E-cigarette users are reporting seizures to the FDA

The Food and Drug Administration is investigating nearly three dozen cases of people suffering from seizures after vaping, but it still lacks sufficient information to determine the causation relationship between the action and the medical event.

The Food and Drug Administration just issued a special announcement about a new health risk that they worry may be linked to e-cigarettes: seizures.

Ever since June 2018, the agency stated what seems to be a trend in reports. Apparently users have been describing seizure like events that may be connected with their e-cigarette use.

The FDA developed a Safety Reporting Portal through which it collects information about the risks of vaping. Here e-cigarettes users can share their experiences. Between reports via that portal and from poison control centers, the FDA counted 35 reports of seizures between 2010 and early 2019 that may be related to vaping. Most of those, it said, involved “youth or young adult users.”

A link between nicotine poisoning and seizures has already been made, but vaping side effects is still under the radar. Some of these seizures might be unconnected, or some might be caused by inhaling massive amounts nicotine.

“To get enough nicotine in your body to cause seizures by smoking cigarettes is well-nigh impossible,” says medical toxicologist Edward W. Boyer, an associate professor of emergency medicine at Brigham and Women’s Hospital.

There is no clear pattern to the seizures: Some who had seizures were vaping for the first time, and some had been using these products for a while. The timing of the seizures also ranged from after a few puffs on an e-cigarette to a full day later. Several people had previously received a seizure diagnosis, and a few had also been using other drugs, like marijuana or amphetamines, before the seizures occurred.

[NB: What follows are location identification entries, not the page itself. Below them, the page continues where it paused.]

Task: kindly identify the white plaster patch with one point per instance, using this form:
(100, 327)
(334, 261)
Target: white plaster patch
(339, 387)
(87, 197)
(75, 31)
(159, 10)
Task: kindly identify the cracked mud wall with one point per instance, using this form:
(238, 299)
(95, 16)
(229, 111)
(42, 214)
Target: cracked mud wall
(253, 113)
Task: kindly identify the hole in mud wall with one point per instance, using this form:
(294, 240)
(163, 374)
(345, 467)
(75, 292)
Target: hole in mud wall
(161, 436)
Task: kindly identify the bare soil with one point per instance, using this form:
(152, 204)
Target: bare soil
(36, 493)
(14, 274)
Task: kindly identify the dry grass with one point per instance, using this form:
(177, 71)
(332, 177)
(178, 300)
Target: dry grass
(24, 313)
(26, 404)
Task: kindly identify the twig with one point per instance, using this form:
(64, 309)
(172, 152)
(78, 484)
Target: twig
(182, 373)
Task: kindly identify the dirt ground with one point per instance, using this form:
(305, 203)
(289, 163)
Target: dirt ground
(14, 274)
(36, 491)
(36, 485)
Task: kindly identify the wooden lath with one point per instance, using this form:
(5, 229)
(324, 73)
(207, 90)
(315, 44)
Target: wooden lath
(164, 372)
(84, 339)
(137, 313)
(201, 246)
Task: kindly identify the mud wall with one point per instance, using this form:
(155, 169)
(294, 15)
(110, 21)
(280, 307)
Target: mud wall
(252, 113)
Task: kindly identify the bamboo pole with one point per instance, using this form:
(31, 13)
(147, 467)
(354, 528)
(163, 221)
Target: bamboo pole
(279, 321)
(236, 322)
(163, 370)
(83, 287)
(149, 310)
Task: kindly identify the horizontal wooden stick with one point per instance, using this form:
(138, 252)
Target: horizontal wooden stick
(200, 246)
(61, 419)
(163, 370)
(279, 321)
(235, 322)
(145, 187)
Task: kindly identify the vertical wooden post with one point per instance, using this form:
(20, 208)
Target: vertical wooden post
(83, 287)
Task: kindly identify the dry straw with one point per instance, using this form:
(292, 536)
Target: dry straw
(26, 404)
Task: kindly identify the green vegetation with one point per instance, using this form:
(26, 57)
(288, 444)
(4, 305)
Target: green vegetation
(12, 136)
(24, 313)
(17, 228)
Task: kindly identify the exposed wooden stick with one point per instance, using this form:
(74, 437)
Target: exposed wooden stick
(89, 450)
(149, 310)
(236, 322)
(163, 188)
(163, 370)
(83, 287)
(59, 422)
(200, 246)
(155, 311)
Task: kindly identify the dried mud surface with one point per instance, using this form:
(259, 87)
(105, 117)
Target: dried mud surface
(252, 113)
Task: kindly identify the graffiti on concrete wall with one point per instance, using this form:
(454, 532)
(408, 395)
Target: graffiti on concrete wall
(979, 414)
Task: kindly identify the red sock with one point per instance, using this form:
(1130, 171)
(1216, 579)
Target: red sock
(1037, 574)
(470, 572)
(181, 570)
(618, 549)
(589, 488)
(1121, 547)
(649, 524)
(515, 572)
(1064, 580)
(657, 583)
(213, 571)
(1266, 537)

A study in February looked at the rise of nicotine concentrations in vaping products over recent years, suggesting that leading e-cigarette company Juul Labs spurred a “widespread rush” of companies seeking to boost their own concentrations in order to mirror Juul’s success.

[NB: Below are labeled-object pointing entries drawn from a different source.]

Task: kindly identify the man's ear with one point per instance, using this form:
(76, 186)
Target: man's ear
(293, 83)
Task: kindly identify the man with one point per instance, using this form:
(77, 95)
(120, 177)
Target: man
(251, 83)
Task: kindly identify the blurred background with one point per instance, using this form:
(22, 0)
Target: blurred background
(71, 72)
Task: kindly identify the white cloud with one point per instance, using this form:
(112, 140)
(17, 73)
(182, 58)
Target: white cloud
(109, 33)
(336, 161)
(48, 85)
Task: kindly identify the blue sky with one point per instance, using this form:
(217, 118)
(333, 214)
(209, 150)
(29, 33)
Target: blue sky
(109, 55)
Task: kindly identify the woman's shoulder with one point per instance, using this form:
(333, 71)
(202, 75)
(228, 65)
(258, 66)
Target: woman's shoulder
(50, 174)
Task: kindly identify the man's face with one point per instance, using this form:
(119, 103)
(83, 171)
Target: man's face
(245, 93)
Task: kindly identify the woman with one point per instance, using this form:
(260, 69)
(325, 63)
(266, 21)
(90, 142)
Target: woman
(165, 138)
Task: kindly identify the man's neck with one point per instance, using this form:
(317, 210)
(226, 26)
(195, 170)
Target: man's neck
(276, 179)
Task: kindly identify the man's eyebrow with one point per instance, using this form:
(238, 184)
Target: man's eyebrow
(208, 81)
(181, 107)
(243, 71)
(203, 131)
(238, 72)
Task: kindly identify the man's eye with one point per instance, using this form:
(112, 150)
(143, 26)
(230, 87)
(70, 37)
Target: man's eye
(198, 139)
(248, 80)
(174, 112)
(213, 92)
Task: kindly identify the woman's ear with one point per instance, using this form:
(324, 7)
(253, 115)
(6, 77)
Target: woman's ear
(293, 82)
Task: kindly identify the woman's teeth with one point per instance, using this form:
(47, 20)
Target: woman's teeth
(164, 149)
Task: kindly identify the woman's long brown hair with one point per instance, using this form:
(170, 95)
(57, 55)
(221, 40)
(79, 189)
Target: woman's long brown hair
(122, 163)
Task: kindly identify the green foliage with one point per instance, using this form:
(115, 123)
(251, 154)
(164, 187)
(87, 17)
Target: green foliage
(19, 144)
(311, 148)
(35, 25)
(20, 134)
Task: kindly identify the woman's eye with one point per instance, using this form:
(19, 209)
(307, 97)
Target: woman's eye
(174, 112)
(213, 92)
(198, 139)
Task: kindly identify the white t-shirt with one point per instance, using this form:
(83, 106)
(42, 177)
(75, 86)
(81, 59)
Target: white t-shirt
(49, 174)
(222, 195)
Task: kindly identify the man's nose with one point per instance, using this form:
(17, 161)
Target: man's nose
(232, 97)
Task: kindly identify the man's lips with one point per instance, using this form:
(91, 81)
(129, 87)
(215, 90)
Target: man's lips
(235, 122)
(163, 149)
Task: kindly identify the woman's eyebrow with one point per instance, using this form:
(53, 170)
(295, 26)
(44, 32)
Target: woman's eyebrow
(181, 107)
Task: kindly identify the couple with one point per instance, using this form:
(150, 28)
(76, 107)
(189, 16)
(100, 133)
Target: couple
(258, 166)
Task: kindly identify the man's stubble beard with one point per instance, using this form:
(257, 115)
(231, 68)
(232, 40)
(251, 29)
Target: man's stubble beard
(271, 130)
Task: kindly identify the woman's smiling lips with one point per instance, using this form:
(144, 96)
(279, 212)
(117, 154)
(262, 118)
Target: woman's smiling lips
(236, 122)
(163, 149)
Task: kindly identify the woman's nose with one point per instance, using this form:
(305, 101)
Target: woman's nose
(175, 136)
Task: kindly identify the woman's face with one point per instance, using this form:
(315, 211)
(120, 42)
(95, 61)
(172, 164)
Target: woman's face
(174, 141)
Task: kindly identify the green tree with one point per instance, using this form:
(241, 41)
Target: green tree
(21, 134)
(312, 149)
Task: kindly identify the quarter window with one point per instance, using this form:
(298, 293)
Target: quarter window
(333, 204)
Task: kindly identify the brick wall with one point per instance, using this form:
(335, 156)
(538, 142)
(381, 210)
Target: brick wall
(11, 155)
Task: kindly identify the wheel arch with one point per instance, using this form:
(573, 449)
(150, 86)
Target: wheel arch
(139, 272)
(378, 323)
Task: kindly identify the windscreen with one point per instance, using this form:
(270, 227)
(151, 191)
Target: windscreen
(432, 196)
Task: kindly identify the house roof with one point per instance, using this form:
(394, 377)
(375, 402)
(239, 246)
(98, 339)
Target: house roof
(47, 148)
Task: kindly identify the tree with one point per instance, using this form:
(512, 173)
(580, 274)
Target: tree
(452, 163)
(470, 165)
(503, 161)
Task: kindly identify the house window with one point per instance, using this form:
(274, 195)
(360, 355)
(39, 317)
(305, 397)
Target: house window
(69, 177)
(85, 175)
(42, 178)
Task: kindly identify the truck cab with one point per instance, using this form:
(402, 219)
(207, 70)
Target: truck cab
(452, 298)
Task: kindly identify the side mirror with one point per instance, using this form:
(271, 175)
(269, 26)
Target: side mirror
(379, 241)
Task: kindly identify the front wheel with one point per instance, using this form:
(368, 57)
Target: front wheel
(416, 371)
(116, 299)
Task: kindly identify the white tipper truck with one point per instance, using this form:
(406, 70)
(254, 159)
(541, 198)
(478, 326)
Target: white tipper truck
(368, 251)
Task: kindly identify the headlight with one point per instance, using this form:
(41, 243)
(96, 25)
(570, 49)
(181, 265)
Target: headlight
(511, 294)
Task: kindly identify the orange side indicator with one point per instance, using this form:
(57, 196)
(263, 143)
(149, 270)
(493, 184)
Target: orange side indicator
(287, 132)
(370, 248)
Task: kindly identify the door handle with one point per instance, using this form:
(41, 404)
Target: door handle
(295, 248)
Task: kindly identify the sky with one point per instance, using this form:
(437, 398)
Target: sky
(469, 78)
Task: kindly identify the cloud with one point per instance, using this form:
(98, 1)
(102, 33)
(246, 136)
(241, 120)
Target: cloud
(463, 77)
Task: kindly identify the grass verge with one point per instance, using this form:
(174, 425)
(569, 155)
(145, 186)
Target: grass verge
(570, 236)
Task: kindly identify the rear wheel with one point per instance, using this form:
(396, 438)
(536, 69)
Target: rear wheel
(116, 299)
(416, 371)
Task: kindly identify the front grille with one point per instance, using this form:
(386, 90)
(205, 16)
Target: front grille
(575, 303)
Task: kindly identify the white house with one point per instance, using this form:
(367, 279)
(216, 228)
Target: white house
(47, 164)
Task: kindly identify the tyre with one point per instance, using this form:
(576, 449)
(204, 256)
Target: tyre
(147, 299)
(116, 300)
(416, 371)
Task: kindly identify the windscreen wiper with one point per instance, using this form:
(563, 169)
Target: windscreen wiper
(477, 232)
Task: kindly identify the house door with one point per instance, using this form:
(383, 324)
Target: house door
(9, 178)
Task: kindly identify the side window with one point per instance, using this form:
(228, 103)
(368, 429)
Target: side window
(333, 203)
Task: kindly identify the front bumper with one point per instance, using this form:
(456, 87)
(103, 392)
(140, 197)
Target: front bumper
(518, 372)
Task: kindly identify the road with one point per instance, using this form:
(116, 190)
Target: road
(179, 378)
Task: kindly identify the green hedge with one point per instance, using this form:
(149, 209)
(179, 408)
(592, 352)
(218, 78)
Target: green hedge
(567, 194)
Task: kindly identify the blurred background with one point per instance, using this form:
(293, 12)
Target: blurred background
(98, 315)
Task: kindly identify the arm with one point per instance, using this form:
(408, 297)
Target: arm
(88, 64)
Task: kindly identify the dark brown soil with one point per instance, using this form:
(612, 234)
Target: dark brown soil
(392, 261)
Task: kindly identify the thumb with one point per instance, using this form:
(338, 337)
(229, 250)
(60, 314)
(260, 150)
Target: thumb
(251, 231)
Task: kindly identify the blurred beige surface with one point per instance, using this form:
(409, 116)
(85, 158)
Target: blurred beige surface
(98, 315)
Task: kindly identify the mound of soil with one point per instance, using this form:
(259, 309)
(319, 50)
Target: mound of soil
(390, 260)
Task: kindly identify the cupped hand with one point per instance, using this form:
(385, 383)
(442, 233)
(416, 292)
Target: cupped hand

The FDA asks doctors and users to be on the lookout for e-cigarette side-effects

The agency has asked health care practitioners to be on the lookout for potential vape-related seizures. And it wants e-cigarette users to tell their doctors if they experience any symptoms of seizures, which the CDC says can range from shaking to confusion.

The agency also asks that people report health and safety issues with vapes to their Safety Reporting Portal, and list details including the manufacturer and brand of e-cigarette that they’re using, as well as where they bought it.

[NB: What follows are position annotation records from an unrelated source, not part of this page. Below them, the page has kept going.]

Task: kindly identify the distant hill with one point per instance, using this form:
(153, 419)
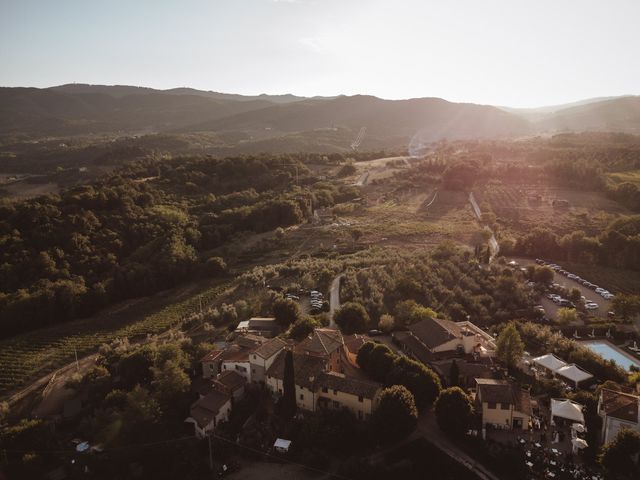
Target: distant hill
(429, 118)
(81, 109)
(621, 114)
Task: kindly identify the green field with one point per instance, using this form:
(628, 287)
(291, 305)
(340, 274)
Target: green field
(29, 356)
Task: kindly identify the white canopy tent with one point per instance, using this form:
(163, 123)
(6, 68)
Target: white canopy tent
(567, 409)
(281, 445)
(574, 373)
(550, 362)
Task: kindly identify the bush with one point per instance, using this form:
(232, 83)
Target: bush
(453, 410)
(396, 415)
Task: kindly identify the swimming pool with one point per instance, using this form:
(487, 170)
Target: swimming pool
(609, 352)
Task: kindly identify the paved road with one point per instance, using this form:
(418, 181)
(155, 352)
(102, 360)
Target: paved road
(334, 300)
(428, 427)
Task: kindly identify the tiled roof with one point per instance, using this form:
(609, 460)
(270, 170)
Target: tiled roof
(415, 346)
(433, 332)
(203, 411)
(619, 405)
(306, 368)
(353, 386)
(354, 342)
(270, 348)
(501, 391)
(212, 356)
(323, 341)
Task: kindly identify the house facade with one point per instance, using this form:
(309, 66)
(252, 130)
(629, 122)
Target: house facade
(502, 404)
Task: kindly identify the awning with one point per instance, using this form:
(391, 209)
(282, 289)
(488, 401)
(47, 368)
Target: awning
(574, 373)
(282, 445)
(550, 361)
(567, 409)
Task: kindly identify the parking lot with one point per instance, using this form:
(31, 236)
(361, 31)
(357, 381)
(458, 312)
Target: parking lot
(551, 308)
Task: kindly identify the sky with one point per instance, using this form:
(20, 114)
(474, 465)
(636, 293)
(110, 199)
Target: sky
(501, 52)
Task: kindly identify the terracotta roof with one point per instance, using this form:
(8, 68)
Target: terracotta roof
(619, 405)
(433, 332)
(231, 380)
(212, 356)
(323, 341)
(415, 346)
(203, 411)
(249, 341)
(500, 391)
(354, 342)
(270, 348)
(353, 386)
(306, 368)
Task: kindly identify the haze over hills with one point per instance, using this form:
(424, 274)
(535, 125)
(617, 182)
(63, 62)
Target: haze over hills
(81, 109)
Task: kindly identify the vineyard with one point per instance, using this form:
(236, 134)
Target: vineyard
(29, 356)
(524, 207)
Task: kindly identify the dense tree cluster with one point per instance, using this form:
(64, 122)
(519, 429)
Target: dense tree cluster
(144, 228)
(380, 363)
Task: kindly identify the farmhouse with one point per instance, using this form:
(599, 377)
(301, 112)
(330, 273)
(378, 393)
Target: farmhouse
(502, 404)
(618, 410)
(434, 338)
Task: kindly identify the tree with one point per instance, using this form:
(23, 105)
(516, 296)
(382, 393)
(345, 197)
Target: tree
(4, 412)
(386, 323)
(421, 381)
(215, 266)
(288, 387)
(396, 415)
(509, 345)
(364, 354)
(286, 311)
(352, 318)
(453, 410)
(617, 456)
(565, 316)
(454, 374)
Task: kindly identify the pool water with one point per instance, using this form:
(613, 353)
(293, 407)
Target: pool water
(608, 352)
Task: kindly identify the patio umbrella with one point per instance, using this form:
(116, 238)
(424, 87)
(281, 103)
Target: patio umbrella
(578, 427)
(579, 444)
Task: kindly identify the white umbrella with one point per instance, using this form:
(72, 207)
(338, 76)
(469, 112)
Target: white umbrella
(579, 443)
(578, 427)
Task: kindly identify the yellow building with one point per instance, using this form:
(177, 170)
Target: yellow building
(502, 404)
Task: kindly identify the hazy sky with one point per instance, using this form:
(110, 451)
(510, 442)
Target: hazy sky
(508, 52)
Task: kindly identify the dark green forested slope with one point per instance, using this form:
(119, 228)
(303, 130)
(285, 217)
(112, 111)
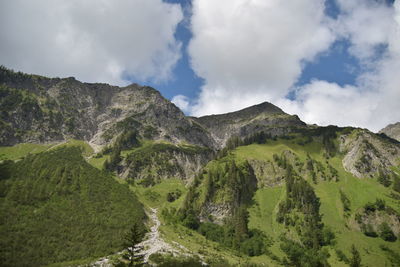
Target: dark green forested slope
(56, 207)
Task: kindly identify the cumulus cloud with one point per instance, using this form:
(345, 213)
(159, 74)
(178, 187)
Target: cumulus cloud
(92, 40)
(252, 51)
(181, 102)
(374, 101)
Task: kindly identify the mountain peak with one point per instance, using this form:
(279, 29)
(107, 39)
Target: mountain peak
(392, 130)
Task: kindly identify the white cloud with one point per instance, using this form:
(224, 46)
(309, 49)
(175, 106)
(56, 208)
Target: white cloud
(181, 102)
(374, 101)
(97, 41)
(366, 23)
(252, 51)
(327, 103)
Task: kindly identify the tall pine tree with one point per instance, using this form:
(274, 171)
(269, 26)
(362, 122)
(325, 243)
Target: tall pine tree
(134, 254)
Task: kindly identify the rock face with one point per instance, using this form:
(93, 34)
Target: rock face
(263, 117)
(40, 109)
(162, 161)
(366, 153)
(392, 130)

The news may also spook investors who are already fearing the FDA will tighten e-cigarette restrictions even more as it tries to control what the agency has labeled an “epidemic” of teen vaping.

The agency has made a number of other moves in recent months to counter vaping among kids, including warning and fining retailers for illegally selling vaping products to kids. And it’s also making efforts to uncover whether they are marketing products illegally and outside the agency’s compliance policy.

And, in January, the agency even held a public hearing to consider the role of drug therapies to get kids to quit vapes and other nicotine products.